Purchasers of homes in a land-lease village are very likely to have included in their Site Agreements, a clause that requires them to forfeit a large percentage of their capital gains when they decide to sell and move out of the village.
Based on either the purchase or sale price of the home, the amount can be tens of thousands of dollars and is paid to the site owner even though the site owner has not contributed one cent to the upkeep or upgrade of the home.
MHOA has sent a submission to the Victorian State Government, requesting this abhorrent practice be ruled out, as is the case in other Australian states.
- This practice can lead to extreme financial hardship and leave the homeowner with insufficient funds to buy elsewhere or to enter an aged care facility.
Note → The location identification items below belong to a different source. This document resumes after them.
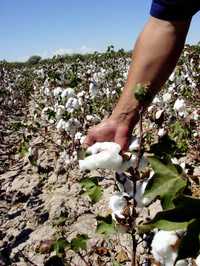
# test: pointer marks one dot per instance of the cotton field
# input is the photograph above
(62, 204)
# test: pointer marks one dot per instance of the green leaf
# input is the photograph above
(80, 242)
(165, 146)
(60, 245)
(105, 225)
(166, 183)
(92, 188)
(190, 243)
(186, 211)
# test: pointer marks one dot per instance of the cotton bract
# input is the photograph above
(117, 204)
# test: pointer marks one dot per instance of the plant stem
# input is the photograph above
(136, 176)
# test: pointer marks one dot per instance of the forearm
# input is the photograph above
(154, 57)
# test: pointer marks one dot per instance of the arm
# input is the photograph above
(155, 55)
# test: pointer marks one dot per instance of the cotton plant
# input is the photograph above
(117, 204)
(180, 107)
(165, 248)
(106, 155)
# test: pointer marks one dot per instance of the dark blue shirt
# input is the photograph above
(174, 9)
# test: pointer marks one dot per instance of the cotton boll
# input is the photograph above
(102, 160)
(78, 136)
(182, 263)
(195, 115)
(72, 105)
(60, 124)
(71, 126)
(163, 247)
(124, 183)
(172, 76)
(140, 189)
(150, 109)
(93, 89)
(179, 105)
(60, 109)
(158, 114)
(66, 93)
(171, 88)
(134, 146)
(132, 163)
(93, 118)
(47, 91)
(117, 204)
(101, 146)
(161, 132)
(57, 92)
(166, 97)
(81, 94)
(198, 261)
(156, 100)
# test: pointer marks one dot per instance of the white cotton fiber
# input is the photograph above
(102, 160)
(117, 204)
(163, 247)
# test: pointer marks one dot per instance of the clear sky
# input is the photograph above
(46, 27)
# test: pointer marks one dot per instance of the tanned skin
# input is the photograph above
(154, 57)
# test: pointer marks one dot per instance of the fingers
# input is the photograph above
(89, 141)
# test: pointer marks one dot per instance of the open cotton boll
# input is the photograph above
(195, 115)
(93, 89)
(47, 91)
(156, 100)
(66, 93)
(158, 114)
(60, 124)
(103, 160)
(140, 189)
(161, 132)
(124, 183)
(78, 136)
(57, 92)
(60, 109)
(150, 108)
(134, 146)
(172, 76)
(167, 97)
(179, 105)
(117, 204)
(101, 146)
(72, 104)
(182, 263)
(198, 261)
(163, 247)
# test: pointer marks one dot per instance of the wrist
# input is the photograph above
(128, 119)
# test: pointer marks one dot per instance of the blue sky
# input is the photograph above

- While the Residential Tenancies Act 197 Part 4A legislation states that all costs must be clearly identified in Site Agreements, there is no mention of DMFs in the legislation, leaving it open for the site owner to determine the amount that can be charged and the way in which it is calculated.
- If the DMF is based on the sale price of the home, the amount to be forfeited is completely unknown as it is impossible to know what the sale price of the home will be in the future, so it therefore cannot be disclosed in the Site Agreement.
MHOA is adamant that this unfair practice should be outlawed by the Government.